Elves, he knew, were long-lived but he feared a death by boredom moreso than any other fate. How did Shaniqua do it? Was she genuinely interested in all this twiddly-fingered mumbo-jumbo? Even breathing such a question would inspire raucous laughter, he knew, so he kept tight-lipped. His questions, these days, were impertinent and distracting.
“The spells won’t cast themselves Oren.” Her gentle voice startled him from another absent-minded reverie.
He turned in his stool to regard her with an annoyed expression. “No, I suppose they won’t.”
“I will help you.” Hmm…that hadn’t actually sounded like an offer.
“Thank you Shaniqua but I don’t want your help.” Oren couldn’t keep the sullen, sulky teen “angst” from his voice; he even managed to annoy himself.
“That is why I am giving it. You will meet me just outside of Shadowfall at dusk with a change of clothes and a smile.” The lissome elfin waif sidled past him in her school skirts and uniform before leaving the small, country classroom.
She was the only other student in the entire class with an affinity for the Elemental Air. That commonality alone should have made them thick as thieves but Oren couldn’t help deflating at the thought. Shaniqua made her command of the skies seem effortless while he stood in her shadow and struggled; at his age and with his heritage he should have been commanding the clouds to part and the skies to open and erupt in a deluge and downpour. The elemental Air resided in bones, in his heart, and in his very soul.
Their classmates progressed in varying levels of study and disparate levels of expertise. From novice to acolyte and even apprentice, students like Xar Xar the Arcane, Elanu the Mage, Malkin the Rod Rambler, Firsar the Zodiac, and Ugh the Gobble-Cobbler all seemed to excel where Oren stumbled. They accepted him into their ranks as an unaccomplished, unsung, and unskilled fledgling warlock. But why? The friendships he made here at the College would last. Though he knew it in his heart Oren continued to question why.
The College of Magic in Shadowfall was very young for a place of arcane education. It was hewn from the frozen timbers and craggy rocks in the north-most reaches of the Northern Wilderness – The Wolfen Empire. In the wake of the Elf-Dwarf war the fledgling Wolfen Empire had rapidly expanded as a need for magical schooling became apparent. The College had attracted magical scholars of the various and sundry races and callings that inhabited the empire almost instantly. The Wolfen, revering all things Elven, built the College within the massive Library of Shadowfall to both educate their populace in the ways of magic and to safeguard runic treasures and magical antiquities – relic-remnants from the wars that sundered the world. The druidic remnants of a decimated Elven people, the previously entrusted guardians of these relics, embraced Wolfen enthusiasm and endorsed any efforts to their shared end – the preservation of knowledge. The Wolfen had, seemingly overnight, become rabid book collectors and intellectual devourers. Literacy was on the rise!

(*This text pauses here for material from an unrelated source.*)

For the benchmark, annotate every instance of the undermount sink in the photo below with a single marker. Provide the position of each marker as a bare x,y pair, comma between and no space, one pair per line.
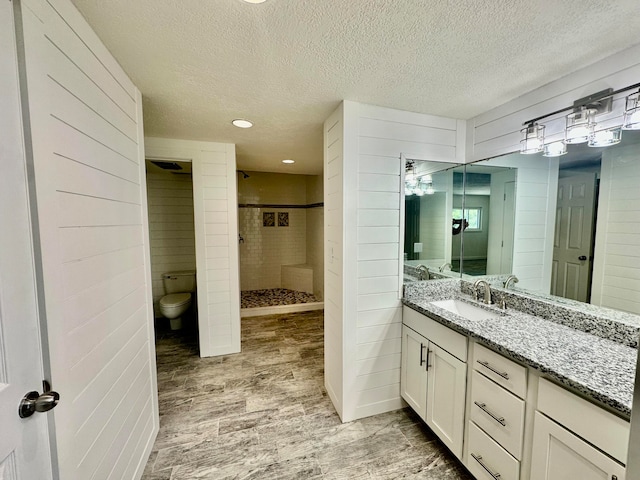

Books, and indeed knowledge, were once things of mystery to the Wolfen people but a newfound attitude and spiritual-intellectual movement had found footing and taken hold in the hearts of the people. Libraries were once places of mystery and majesty owned and operated by Elves and Dwarves – the keepers of ancient secrets – but now they held the keys to the mysteries of the universe. This age of Enlightenment was heralded by sought-after knowledge that manifested in a greater understanding of their world and their places in it. The Wolfen Bureaucria undertook and embraced the colossal task of translating ancient Elven works, books, tomes, and manuscripts in an attempt to preserve the precious knowledge contained therein.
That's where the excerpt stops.